Drew Brown tied the game for Nebraska at 17-17, following a Bart Houston interception, with a 35-yard field goal with 3:43 remaining. It was then Wisconsin took over. After a long night, senior running back Corey Clement finally broke a big run, a 41-yard dash down the Badger sideline to the Nebraska 34. After failing to get another first down, Chryst sent Endicott out for a 45-yard attempt, which he shanked. Nebraska got the ball back, but failed to score, forcing overtime.

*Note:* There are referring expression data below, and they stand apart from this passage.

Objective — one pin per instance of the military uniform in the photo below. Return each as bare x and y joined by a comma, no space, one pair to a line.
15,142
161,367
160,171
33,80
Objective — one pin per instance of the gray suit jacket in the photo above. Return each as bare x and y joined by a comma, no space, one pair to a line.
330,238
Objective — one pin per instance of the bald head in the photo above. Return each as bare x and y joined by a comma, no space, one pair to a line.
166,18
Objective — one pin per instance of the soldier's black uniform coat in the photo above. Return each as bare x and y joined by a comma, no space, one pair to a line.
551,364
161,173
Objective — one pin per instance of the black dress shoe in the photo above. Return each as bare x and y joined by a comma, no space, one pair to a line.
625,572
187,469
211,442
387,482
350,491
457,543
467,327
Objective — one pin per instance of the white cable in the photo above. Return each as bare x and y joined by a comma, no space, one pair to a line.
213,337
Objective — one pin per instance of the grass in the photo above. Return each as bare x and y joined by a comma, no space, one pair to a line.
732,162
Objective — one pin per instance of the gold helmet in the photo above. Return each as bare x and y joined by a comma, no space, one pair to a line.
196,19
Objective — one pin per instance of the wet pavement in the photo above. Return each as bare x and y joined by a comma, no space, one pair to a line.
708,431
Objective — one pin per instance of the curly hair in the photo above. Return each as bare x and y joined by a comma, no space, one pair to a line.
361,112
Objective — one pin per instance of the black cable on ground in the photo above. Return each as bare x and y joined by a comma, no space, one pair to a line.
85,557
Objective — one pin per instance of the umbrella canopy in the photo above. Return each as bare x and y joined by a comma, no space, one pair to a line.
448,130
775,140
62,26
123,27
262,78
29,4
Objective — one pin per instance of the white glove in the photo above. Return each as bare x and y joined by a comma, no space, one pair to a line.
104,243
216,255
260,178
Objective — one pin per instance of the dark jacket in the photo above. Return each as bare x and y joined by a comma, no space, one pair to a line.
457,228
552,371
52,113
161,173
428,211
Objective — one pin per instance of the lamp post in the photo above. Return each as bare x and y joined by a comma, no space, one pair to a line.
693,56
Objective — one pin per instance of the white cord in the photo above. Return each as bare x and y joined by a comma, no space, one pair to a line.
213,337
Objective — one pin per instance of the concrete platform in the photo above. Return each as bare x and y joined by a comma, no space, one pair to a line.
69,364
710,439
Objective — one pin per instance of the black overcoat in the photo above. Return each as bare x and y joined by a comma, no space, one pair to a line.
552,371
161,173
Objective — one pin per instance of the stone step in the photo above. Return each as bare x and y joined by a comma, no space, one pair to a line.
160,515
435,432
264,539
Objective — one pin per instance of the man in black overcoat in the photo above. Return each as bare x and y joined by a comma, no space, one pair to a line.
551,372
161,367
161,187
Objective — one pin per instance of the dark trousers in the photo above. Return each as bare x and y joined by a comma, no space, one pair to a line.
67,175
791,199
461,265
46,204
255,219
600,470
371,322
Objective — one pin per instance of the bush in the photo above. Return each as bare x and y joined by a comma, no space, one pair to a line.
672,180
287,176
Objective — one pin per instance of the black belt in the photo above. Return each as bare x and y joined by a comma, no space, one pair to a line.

“For us to win a game like that, playing 60-plus minutes,” Ogunbowale, who led the Badgers with 120 rushing yards on 11 carries, said. “It’s awesome.”
After three consecutive three-and-outs to start the game, two by Nebraska and one from Wisconsin, Clement used his new role of part-time punt returner to make an impact. He spun his way for a 24-yard return to set Wisconsin up near midfield. The next play was a 30-yard play action completion from redshirt freshman Alex Hornibrook to tight end Troy Fumagalli. Redshirt freshman running back Bradrick Shaw then scored from 21 yards away, charging through a massive hole in the middle.
Then came Nebraska’s mistake. Armstrong saw one-on-one coverage on the outside, and completely missed his man. Instead, he hit UW senior cornerback Sojourn Shelton in stride and Wisconsin took over at the 9-yard line, halting the first time the Cornhuskers advanced onto UW’s side of the field.
Connelly (11 tackles, seven solo) and Chikwe Obasih had already tipped passes at the line of scrimmage, but the Badgers’ third pass-breakup at the line — this one by Alec James — led to a turnover when the ball landed in Dixon’s hands.
The offense, led by Houston on this particular drive, took over at midfield. UW advanced the ball enough to set up Endicott’s 43-yard field goal, which gave Wisconsin a 10-7 lead, which held as the score at the halfway point.
Out of halftime, with UW offense looking inconsistent at best, the Badgers dialed up a 13-play, 74-yard drive that ended with Hornibrook hitting fifth-year senior wideout Robert Wheelwright on a nine-yard play action pass for a touchdown to give Wisconsin a 17-7 lead with 8:17 left in the third quarter.
Hornibrook back-pedaled to avoid oncoming pressure. Wheelwright, who had cut across the middle of the field, was so open off the fake Hornibrook lofted it to his receiver with ease for Wheelwright’s first touchdown of the season.
At that point, Wisconsin seemed primed to put the game away.
But not so fast.
The offenses rebutted each other like a presidential debate all night, with superb defensive play mixed in. The Nebraska offense drove down the field and, much like at the end of the first quarter, was threatening. The Cornhuskers began the fourth quarter inside the red zone. Armstrong punched in a draw from two yards out to cut the UW lead to 17-14.
When it was Wisconsin’s time to answer, Hornibrook showed his inexperience with a brutal interception to Nathan Gerry over the middle of the field. But the defense, like it has done all season, stepped up to force a three-and-out.
Ogunbowale, who had success all night on rushing plays out of shotgun formation, then broke the 100-yard mark with a 39-yard dash into Nebraska territory. Two plays later, Houston, in on his third drive of the game, threw into double coverage for Wisconsin’s second interception in as many offensive series, once again putting the balance of the game in the defense’s hands.
As it would turn out, that was a wise choice.